5. Il TVC non beneficia di incentivi statali. Non è vero: grazie alla rete del Teleriscaldamento il TVC di Parma diventa un impianto di recupero energetico e non di smaltimento (!?!) e pertanto beneficia dell’incentivo statale dei Certificati Verdi. Questo significa che IREN percepirà enormi somme dallo Stato perché produttrice di energia elettrica e termica da fonti rinnovabili (!?!) ed in più si farà pagare dagli utenti anche il combustibile, ossia i rifiuti, con una tariffa uguale a quella odierna ,definita dall’ex presidente di ENIA la più alta dell’Emilia. La qualifica di impianto di recupero energetico IREN l’ha ottenuta con la rete del teleriscaldamento che sta sviluppando nella città,a nostre spese ed in regime di assoluto monopolio !Complimenti a chi ha ideato questo “progetto” ….. Ora è chiaro perché IREN si rifiuta di fornire ai cittadini che lo richiedono il Piano economico-finanziario …..!

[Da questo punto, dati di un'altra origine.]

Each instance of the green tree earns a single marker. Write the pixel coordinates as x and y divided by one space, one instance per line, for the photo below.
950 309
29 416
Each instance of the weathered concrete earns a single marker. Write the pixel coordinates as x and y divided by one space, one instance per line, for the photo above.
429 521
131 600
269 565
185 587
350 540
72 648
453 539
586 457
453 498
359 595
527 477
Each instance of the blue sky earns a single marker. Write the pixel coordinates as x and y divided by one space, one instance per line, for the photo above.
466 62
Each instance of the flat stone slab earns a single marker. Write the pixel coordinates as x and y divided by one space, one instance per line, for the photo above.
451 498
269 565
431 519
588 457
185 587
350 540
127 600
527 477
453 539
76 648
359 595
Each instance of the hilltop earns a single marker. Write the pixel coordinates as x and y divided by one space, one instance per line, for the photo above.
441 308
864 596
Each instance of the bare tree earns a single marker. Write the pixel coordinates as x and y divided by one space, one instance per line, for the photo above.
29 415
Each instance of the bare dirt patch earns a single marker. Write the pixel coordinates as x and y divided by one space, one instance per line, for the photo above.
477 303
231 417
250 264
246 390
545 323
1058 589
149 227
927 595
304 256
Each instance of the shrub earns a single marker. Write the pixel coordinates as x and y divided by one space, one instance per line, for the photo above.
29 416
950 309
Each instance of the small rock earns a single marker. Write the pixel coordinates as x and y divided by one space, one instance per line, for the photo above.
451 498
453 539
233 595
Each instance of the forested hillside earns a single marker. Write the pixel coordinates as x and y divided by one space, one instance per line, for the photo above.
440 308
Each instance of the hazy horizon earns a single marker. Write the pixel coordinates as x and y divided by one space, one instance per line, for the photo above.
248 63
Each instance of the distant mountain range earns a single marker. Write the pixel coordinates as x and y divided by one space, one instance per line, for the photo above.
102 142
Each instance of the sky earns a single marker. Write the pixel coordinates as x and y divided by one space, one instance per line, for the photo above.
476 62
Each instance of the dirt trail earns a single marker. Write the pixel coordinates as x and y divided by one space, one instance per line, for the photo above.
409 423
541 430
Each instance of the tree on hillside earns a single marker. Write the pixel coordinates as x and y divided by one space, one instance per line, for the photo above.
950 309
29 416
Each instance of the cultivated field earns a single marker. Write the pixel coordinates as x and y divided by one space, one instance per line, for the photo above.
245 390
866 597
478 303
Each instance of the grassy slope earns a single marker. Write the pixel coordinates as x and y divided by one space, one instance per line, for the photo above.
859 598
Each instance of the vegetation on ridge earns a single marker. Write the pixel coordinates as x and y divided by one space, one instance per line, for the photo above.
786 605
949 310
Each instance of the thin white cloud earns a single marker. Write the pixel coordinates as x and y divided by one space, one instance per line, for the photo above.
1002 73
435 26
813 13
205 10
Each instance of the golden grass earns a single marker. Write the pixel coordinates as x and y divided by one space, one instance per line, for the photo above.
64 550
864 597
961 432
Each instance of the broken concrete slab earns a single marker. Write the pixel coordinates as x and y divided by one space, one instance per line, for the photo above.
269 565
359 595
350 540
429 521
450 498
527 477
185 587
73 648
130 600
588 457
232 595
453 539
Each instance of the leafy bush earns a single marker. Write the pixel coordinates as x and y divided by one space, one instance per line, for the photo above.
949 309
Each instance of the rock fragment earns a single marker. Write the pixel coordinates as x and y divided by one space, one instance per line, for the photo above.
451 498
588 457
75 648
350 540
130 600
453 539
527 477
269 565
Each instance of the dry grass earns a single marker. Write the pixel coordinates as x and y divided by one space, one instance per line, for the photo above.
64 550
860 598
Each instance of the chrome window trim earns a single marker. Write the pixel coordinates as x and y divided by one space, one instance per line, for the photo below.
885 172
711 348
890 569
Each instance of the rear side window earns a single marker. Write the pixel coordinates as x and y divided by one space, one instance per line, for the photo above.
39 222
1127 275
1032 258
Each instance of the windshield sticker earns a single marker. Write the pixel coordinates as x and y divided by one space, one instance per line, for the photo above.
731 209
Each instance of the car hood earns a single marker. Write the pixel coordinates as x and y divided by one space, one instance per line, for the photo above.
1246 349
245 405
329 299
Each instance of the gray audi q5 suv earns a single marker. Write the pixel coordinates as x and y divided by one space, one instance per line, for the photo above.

6. Il TVC costerà 180 milioni di Euro. Non è vero: da un documento ENIA l’investimento complessivo risulta essere 315 milioni di Euro (250 per il TVC più 65 per il Teleriscaldamento), senza che questo importo sia risultato da alcuna gara pubblica e senza alcun controllo di merito,quasi che a spendere di più ci sia qualcuno che ci guadagna (e non certo la collettività) ….
7. Il TVC sarà soggetto a rigorosi controlli. Su questo punto sorgono seri dubbi. Quando infatti si vede alle conferenze stampa,insieme al Presidente ed all’Assessore all’Ambiente della Provincia, il Direttore Generale dell’ARPA,l’ente deputato ai controlli ambientali (e quindi alle verifiche sulle emissioni del TVC )che rilascia la seguente dichiarazione: “ Il TVC chiude il cerchio . Il ciclo dei rifiuti va gestito in modo completo ed il nuovo impianto servirà a togliere a Parma il disonore di mandare fuori provincia i propri rifiuti ….” francamente non si può che rimanere perplessi. E’ infatti professionalmente adeguato che il responsabile di un organo di controllo,quindi rigorosamente tecnico ed imparziale, possa esprimersi pubblicamente in questi termini ? Ed allo stesso si può legittimamente chiedere: “Sarebbe un onore per Parma bruciare i rifiuti di Reggio Emilia e Piacenza?”.
Mi aspetto che questa volta vi siano risposte congrue, precise e trasparenti che possano fugare i legittimi dubbi. Non è più tollerabile confrontarsi con complici silenzi anche perché è un diritto inalienabile dei cittadini della Provincia di Parma potersi avvalere di dati affidabili e veritieri per formarsi un consapevole convincimento e prendere quindi la decisione corretta.